I have a solution, included below.

It is an ugly solution. It is a fragile solution.

This is because you have a horrible data structure[1] and have not fully specified the problem[2]. If you give it data where a "Task*" key has any sibling keys, you will get undefined results because there's no expectation that the correct inner hash will be the first one returned by values.

But, with those caveats:

#!/usr/bin/env perl use strict; use warnings; use 5.010; my $original = [ { 'TaskA' => { 'maruti' => '20', 'honda' => '25', 'zen' => '25', 'hyundai' => '35', 'ford' => '22', 'toyota' => '11' } }, { 'TaskB' => { 'maruti' => '11', 'honda' => '22', 'zen' => '33', 'hyundai' => '33', 'ford' => '24', 'toyota' => '16' } }, { 'TaskC' => { 'maruti' => '12', 'honda' => '22', 'zen' => '33', 'hyundai' => '44', 'ford' => '55', 'toyota' => '66' } } ]; my $sorted = [ sort { (values(%$b))[0]->{hyundai} <=> (values(%$a))[0]->{hyundai} } @$original ]; use Data::Printer; p $sorted;
Output:
\ [ [0] { TaskC { ford 55, honda 22, hyundai 44, maruti 12, toyota 66, zen 33 } }, [1] { TaskA { ford 22, honda 25, hyundai 35, maruti 20, toyota 11, zen 25 } }, [2] { TaskB { ford 24, honda 22, hyundai 33, maruti 11, toyota 16, zen 33 } } ]
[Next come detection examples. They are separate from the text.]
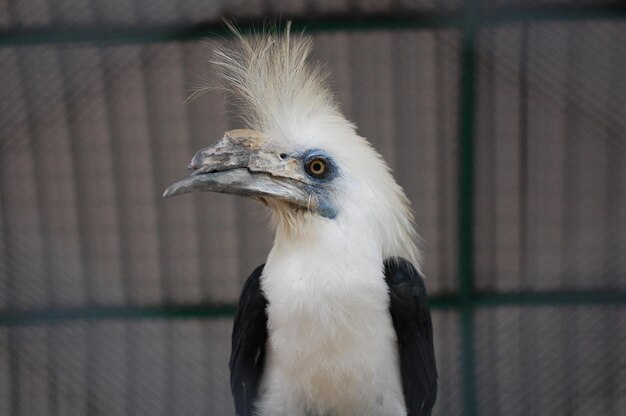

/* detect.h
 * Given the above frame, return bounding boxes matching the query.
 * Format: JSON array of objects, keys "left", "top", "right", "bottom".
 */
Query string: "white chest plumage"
[{"left": 257, "top": 228, "right": 406, "bottom": 416}]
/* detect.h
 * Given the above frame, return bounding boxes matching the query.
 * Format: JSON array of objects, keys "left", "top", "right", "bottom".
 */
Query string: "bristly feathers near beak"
[{"left": 163, "top": 129, "right": 336, "bottom": 218}]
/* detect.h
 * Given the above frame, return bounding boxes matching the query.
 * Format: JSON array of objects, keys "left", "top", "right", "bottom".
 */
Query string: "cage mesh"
[{"left": 0, "top": 0, "right": 626, "bottom": 416}]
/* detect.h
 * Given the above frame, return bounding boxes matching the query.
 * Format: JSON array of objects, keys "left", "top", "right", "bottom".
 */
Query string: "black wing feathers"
[
  {"left": 385, "top": 258, "right": 437, "bottom": 416},
  {"left": 230, "top": 265, "right": 267, "bottom": 416}
]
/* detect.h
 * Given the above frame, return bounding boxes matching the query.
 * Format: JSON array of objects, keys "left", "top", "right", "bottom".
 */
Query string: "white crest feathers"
[{"left": 205, "top": 25, "right": 421, "bottom": 268}]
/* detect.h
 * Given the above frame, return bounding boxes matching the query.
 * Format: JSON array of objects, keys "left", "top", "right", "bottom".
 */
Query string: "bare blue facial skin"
[{"left": 300, "top": 149, "right": 340, "bottom": 220}]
[1] The "Task*" layer is superfluous. It really looks like your sub-hashes with the actual data should be stored directly in the outer array, without the intermediate single-key hashes. Any time you think you want a hash with keys named "Foo1", "Foo2", "Foo3"..., odds are you actually want an array, not a hash.

[2] What should be done if one of the intermediate-layer hashes has more than one "Task*" key, or any keys other than the single "Task*" key? (If that's never allowed to happen, then see [1].)